Lateral movement and reconnaissance detections observed in a Vectra Networks Post-Intrusion Report, released Tuesday, show a sharp upturn in targeted attacks that have penetrated the perimeter.
The report, which is the culmination of data collected over a six-month period from 40 of the company's customer and prospect networks that feature more than 250,000 hosts, found that non-linear growth in lateral movement increased 580 percent from last year while reconnaissance detections were up 270 percent. Overall, detections outpaced those recorded last year by 97 percent.
Firewalls and other perimeter security solutions are “holding their own” with attacks of opportunity like botnets, Wade Williamson, director of product marketing at Vectra Networks, told SCMagazine.com in a Monday interview. “They're not doing so good when the attacks are targeted” and attackers are trying to dig deeper into the networks.
While attackers are “getting good” at getting past the first wall of defense, they're not faring as well getting data out of the network. “They're getting in the front door at a far greater rate than they have in the past,” said Williamson. “But the exfiltration of data is relatively low,” he added.

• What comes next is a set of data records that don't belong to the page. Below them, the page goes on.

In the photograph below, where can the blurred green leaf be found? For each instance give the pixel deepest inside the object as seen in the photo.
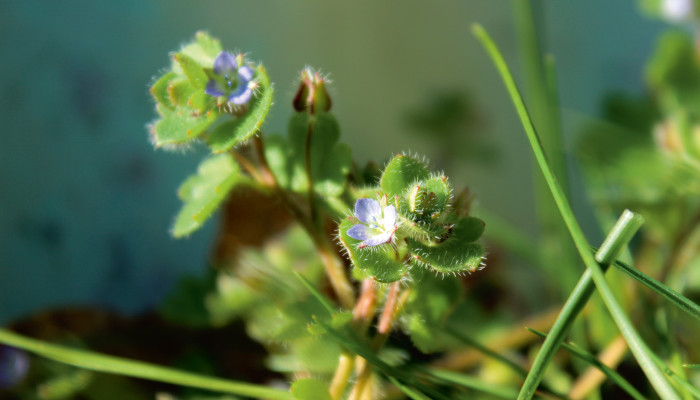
(431, 300)
(179, 126)
(203, 192)
(180, 91)
(674, 71)
(121, 366)
(193, 70)
(159, 90)
(200, 101)
(310, 389)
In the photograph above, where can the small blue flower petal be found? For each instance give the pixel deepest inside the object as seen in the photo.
(225, 63)
(360, 232)
(212, 89)
(241, 95)
(368, 211)
(245, 73)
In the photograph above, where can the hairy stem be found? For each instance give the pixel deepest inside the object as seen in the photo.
(392, 306)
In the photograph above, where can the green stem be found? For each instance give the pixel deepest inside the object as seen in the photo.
(637, 346)
(315, 218)
(335, 270)
(137, 369)
(540, 85)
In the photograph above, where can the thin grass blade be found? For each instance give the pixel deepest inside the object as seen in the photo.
(637, 346)
(669, 294)
(137, 369)
(593, 360)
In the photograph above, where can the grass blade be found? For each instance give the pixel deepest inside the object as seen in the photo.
(669, 294)
(637, 346)
(137, 369)
(474, 383)
(413, 394)
(593, 360)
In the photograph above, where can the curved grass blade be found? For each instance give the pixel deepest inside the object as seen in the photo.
(474, 383)
(593, 360)
(413, 394)
(637, 346)
(363, 350)
(669, 294)
(137, 369)
(486, 351)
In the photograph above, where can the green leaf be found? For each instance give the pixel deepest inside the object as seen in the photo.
(203, 50)
(203, 192)
(159, 90)
(427, 199)
(379, 262)
(310, 389)
(475, 383)
(594, 361)
(674, 297)
(208, 45)
(330, 161)
(180, 126)
(235, 131)
(401, 173)
(179, 92)
(455, 254)
(193, 70)
(137, 369)
(200, 101)
(674, 70)
(185, 305)
(430, 302)
(414, 394)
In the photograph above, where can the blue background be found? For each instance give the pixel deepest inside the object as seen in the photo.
(85, 201)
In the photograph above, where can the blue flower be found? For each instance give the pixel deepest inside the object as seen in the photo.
(677, 10)
(231, 79)
(377, 225)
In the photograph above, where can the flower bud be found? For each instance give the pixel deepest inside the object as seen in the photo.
(312, 95)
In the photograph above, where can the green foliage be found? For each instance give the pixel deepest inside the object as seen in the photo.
(186, 112)
(674, 71)
(456, 254)
(402, 172)
(329, 159)
(430, 302)
(409, 239)
(310, 389)
(180, 125)
(203, 192)
(236, 130)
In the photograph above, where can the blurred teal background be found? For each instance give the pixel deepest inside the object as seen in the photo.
(86, 203)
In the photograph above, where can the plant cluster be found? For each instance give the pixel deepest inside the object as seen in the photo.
(358, 292)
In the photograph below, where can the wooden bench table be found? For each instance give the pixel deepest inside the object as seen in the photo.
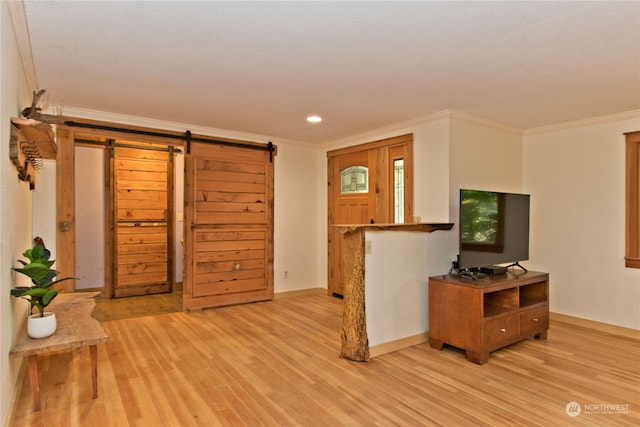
(76, 328)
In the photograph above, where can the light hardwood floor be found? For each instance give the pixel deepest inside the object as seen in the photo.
(277, 364)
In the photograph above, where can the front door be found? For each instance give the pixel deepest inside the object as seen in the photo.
(352, 204)
(368, 184)
(228, 225)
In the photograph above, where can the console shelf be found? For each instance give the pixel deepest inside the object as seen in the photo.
(482, 316)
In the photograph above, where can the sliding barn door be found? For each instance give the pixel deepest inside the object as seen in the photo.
(143, 202)
(228, 225)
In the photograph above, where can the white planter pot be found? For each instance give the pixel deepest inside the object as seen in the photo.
(41, 327)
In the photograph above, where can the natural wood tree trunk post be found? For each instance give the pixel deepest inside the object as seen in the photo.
(355, 342)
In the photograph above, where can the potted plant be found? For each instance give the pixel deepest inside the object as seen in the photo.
(41, 293)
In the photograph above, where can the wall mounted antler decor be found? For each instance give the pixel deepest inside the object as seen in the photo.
(32, 139)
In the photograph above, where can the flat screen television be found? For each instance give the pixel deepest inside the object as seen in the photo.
(494, 229)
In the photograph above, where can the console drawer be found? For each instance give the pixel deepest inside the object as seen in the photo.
(500, 331)
(534, 321)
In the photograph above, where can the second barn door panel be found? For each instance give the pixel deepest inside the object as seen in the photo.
(143, 187)
(228, 225)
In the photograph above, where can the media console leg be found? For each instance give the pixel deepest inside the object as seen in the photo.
(542, 335)
(479, 358)
(436, 344)
(93, 351)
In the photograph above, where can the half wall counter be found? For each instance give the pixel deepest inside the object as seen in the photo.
(391, 310)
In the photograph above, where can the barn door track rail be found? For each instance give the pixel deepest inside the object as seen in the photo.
(187, 137)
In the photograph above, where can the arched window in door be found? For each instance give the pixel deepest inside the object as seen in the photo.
(354, 180)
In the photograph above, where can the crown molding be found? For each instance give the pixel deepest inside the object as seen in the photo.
(627, 115)
(21, 32)
(396, 127)
(469, 118)
(439, 115)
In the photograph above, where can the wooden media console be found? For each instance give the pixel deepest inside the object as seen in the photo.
(480, 316)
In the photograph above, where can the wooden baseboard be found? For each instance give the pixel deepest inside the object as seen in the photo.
(597, 326)
(405, 342)
(300, 292)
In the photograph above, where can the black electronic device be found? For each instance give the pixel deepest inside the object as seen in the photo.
(493, 229)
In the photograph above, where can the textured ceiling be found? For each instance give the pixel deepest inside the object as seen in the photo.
(262, 67)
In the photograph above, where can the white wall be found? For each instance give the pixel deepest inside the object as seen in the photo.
(299, 238)
(396, 281)
(483, 157)
(576, 178)
(89, 217)
(15, 210)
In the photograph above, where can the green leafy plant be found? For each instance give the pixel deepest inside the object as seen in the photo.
(38, 269)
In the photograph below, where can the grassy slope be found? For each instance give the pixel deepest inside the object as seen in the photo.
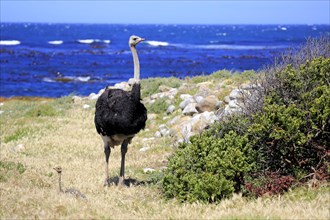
(59, 132)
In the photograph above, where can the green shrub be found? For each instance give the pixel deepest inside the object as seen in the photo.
(286, 131)
(292, 128)
(10, 169)
(209, 168)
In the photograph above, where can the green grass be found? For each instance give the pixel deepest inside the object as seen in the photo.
(59, 132)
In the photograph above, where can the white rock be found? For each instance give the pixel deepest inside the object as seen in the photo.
(143, 149)
(185, 96)
(198, 98)
(158, 134)
(233, 104)
(186, 102)
(93, 96)
(101, 91)
(235, 94)
(148, 170)
(174, 120)
(86, 106)
(18, 148)
(76, 99)
(190, 109)
(148, 139)
(226, 99)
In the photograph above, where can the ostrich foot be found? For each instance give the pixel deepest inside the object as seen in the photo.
(106, 182)
(121, 181)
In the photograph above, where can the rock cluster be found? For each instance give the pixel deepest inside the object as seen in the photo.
(193, 113)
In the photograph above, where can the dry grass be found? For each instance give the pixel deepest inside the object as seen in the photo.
(35, 138)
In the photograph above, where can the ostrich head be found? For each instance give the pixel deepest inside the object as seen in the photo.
(58, 169)
(134, 40)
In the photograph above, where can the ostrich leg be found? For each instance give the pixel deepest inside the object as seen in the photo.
(122, 167)
(107, 152)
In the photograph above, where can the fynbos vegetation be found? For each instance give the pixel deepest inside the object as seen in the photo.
(283, 135)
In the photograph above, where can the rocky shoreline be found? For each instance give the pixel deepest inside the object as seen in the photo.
(193, 112)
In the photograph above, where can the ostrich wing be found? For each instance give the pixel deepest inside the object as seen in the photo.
(117, 112)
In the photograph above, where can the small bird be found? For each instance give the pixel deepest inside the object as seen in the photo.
(71, 191)
(119, 115)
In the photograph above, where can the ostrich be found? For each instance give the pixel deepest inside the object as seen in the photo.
(71, 191)
(119, 115)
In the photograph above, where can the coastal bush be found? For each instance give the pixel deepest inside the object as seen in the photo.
(292, 129)
(210, 167)
(284, 139)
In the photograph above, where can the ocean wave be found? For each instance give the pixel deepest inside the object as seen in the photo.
(67, 79)
(9, 42)
(235, 47)
(214, 46)
(91, 41)
(157, 43)
(55, 42)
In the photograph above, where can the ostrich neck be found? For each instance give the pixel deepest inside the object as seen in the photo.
(136, 65)
(59, 183)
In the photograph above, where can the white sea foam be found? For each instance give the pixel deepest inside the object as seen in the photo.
(9, 42)
(86, 41)
(157, 43)
(47, 79)
(91, 41)
(55, 42)
(227, 46)
(83, 78)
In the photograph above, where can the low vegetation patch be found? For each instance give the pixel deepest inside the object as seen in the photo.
(283, 136)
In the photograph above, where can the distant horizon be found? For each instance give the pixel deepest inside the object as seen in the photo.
(181, 12)
(91, 23)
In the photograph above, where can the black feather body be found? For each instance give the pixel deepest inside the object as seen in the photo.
(120, 112)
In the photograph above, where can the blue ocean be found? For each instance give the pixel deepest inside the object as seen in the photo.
(55, 60)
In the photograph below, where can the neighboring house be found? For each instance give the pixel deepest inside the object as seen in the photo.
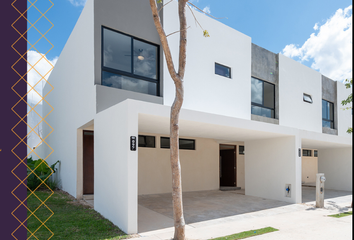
(247, 113)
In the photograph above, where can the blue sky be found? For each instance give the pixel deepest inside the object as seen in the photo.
(277, 25)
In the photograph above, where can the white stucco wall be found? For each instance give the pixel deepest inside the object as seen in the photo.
(204, 90)
(269, 165)
(336, 164)
(116, 167)
(72, 98)
(296, 79)
(200, 167)
(345, 117)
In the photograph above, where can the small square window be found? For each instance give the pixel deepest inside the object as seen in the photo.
(146, 141)
(306, 153)
(222, 70)
(241, 150)
(307, 98)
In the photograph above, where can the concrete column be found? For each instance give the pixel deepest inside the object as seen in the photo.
(320, 190)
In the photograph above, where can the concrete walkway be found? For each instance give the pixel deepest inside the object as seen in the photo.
(207, 218)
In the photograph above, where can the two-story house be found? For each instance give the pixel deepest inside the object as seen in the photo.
(248, 117)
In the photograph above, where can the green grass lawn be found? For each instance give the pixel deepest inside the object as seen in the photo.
(339, 215)
(248, 234)
(71, 220)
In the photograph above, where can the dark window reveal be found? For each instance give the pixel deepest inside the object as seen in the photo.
(327, 114)
(306, 153)
(307, 98)
(146, 141)
(222, 70)
(262, 98)
(241, 150)
(129, 63)
(187, 144)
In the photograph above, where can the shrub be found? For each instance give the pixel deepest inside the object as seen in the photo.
(41, 168)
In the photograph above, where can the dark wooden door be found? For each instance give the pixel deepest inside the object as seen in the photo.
(88, 171)
(227, 167)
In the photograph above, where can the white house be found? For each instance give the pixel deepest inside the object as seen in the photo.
(248, 116)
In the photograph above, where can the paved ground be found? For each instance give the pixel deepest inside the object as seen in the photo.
(211, 214)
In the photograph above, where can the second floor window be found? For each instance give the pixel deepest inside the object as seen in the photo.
(262, 98)
(129, 63)
(327, 114)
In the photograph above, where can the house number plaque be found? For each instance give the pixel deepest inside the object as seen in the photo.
(132, 143)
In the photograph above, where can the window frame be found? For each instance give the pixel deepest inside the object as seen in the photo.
(262, 105)
(328, 120)
(224, 67)
(315, 153)
(307, 151)
(307, 95)
(239, 150)
(194, 148)
(145, 141)
(131, 74)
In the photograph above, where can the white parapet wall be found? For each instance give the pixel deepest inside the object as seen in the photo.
(116, 175)
(336, 164)
(270, 164)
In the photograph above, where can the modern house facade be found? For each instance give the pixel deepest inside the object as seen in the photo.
(248, 117)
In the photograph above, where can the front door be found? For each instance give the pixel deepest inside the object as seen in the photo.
(88, 162)
(227, 166)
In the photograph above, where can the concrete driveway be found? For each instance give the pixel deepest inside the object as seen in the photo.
(210, 214)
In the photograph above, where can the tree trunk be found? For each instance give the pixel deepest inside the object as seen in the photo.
(175, 109)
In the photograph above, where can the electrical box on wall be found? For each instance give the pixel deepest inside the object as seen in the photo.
(287, 190)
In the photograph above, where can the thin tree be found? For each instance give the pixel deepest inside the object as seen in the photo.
(177, 77)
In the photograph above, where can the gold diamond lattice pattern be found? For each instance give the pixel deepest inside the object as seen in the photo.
(31, 213)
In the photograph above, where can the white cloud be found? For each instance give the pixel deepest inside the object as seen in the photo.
(78, 3)
(39, 68)
(331, 48)
(315, 27)
(207, 9)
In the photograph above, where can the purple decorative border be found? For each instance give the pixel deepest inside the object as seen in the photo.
(8, 119)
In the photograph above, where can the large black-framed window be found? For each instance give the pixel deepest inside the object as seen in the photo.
(129, 63)
(327, 114)
(262, 98)
(186, 144)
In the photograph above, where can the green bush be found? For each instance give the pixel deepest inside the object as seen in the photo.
(41, 168)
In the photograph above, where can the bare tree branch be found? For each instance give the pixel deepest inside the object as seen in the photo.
(163, 39)
(164, 5)
(176, 32)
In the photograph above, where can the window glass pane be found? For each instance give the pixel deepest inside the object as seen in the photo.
(324, 109)
(241, 150)
(326, 124)
(307, 98)
(128, 83)
(256, 110)
(330, 112)
(165, 142)
(268, 95)
(145, 59)
(256, 91)
(187, 144)
(116, 51)
(222, 70)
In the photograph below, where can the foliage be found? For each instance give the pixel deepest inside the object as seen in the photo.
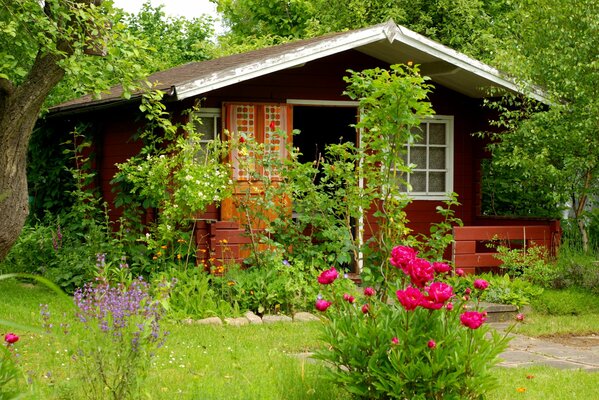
(173, 173)
(194, 295)
(173, 41)
(327, 196)
(575, 268)
(425, 345)
(507, 192)
(10, 374)
(119, 331)
(531, 263)
(504, 289)
(466, 26)
(555, 148)
(570, 301)
(280, 286)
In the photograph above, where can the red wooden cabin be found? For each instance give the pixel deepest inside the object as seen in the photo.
(299, 85)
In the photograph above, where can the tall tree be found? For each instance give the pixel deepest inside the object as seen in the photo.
(467, 26)
(554, 44)
(40, 43)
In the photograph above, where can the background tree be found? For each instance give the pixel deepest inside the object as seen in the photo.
(554, 44)
(467, 26)
(41, 42)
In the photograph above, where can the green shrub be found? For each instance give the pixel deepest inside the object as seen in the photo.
(424, 345)
(505, 290)
(280, 286)
(575, 268)
(571, 301)
(529, 263)
(192, 295)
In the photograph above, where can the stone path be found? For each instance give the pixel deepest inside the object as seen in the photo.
(526, 351)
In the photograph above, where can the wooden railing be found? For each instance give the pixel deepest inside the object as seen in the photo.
(472, 255)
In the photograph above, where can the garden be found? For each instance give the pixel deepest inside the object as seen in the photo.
(102, 309)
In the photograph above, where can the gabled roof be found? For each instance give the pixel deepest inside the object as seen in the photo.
(388, 42)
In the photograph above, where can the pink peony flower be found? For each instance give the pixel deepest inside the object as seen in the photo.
(440, 292)
(328, 276)
(410, 298)
(441, 268)
(472, 319)
(481, 284)
(322, 305)
(401, 256)
(369, 292)
(420, 271)
(11, 338)
(349, 298)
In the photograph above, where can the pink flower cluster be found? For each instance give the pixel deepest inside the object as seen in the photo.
(434, 297)
(328, 276)
(423, 291)
(419, 270)
(11, 338)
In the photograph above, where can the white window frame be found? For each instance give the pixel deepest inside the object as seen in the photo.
(448, 120)
(216, 115)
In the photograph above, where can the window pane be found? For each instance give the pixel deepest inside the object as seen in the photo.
(206, 128)
(420, 133)
(436, 133)
(436, 158)
(436, 182)
(418, 181)
(418, 157)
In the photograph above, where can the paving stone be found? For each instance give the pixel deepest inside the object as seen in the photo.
(271, 319)
(253, 318)
(305, 317)
(240, 321)
(209, 321)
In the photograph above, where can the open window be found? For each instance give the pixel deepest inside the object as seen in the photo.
(262, 123)
(432, 158)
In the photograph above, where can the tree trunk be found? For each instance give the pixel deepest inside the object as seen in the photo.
(580, 209)
(19, 109)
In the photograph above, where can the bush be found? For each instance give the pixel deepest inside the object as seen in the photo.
(575, 268)
(425, 345)
(529, 263)
(280, 286)
(505, 290)
(571, 301)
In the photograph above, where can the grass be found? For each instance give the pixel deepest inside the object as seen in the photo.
(249, 362)
(562, 312)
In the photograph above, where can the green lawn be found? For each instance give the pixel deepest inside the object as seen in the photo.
(250, 362)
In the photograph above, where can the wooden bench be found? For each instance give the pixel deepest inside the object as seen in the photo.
(471, 254)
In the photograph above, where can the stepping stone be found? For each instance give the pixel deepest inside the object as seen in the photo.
(273, 319)
(305, 317)
(240, 321)
(209, 321)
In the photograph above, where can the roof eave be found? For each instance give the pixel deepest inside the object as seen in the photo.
(309, 53)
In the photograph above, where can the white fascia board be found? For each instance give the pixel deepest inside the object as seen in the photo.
(297, 57)
(461, 60)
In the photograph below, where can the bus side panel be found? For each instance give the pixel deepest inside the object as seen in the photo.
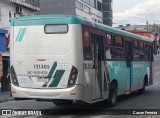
(117, 70)
(139, 70)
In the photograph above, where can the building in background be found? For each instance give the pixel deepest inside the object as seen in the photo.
(149, 31)
(10, 9)
(95, 10)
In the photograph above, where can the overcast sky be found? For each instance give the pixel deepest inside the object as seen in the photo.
(136, 12)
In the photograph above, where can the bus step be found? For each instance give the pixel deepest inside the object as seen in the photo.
(127, 92)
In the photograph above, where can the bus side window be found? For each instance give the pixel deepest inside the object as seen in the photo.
(118, 41)
(87, 44)
(141, 51)
(108, 44)
(136, 50)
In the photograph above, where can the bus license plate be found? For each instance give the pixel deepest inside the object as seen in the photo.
(42, 79)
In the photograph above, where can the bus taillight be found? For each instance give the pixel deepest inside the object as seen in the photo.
(72, 77)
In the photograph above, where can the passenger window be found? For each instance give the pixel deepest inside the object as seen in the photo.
(118, 41)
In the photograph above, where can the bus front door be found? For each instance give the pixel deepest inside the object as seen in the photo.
(97, 58)
(128, 49)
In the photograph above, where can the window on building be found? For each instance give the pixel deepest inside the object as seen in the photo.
(108, 40)
(99, 6)
(86, 9)
(87, 1)
(118, 41)
(79, 5)
(93, 3)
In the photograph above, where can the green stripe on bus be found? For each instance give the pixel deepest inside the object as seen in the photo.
(57, 77)
(52, 70)
(22, 34)
(50, 74)
(18, 34)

Williamson attributed the uptick in detections in part to the “democratization of hacking tools” which makes it easier for attackers to get in. He noted that the research indicated attacks have gone from being just the domain of “super sophisticated” hackers to those with lesser skills.
Vectra found the least growth, six percent, in command and control communication. But “high-risk Tor” and external remote access grow by 1000 percent and 183 percent respectively, the findings showed. Tor detections made up 14 percent of all C&C traffic.
The study assessed hidden tunnels without having to decrypt SSL traffic, Williamson pointed out. Hidden tunnels are used to “hide some communication within a protocol,” Williamson explained. Instead, researchers applied data science to network traffic.
This year the Vectra Networks research showed that HTTPS was favored by attackers for communications while HTTP, or clear channel, was used less frequently (by about half). “That's a good indication attackers are using hidden tunnels,” Williamson explained.
Lateral movement detections were mostly the work of brute-force attacks (56 percent) while automated replication accounted for 22 percent of the detections and Kerberos-based attacks represented 16 percent. The latter, though, increased non-linearly by 400 percent from last year's results.
Port scans, which identify activity further along in the attack process, accounted for 53 percent of the internal reconnaissance detections noted in the study while the remaining 47 percent were attributed to darknet scans, in keeping with the behavior reported in the company's 2014 report. The report also found that ad-click fraud, at 85 percent of all botnet detections, represented the most common form of botnet monetization, a behavior that grew linearly when compared to results from last year.
To counter the attacks, Williamson suggested that organizations take steps to establish a data-centric security model that protects data as an asset and to apply behavioral science to detect “bad behavior” within a network.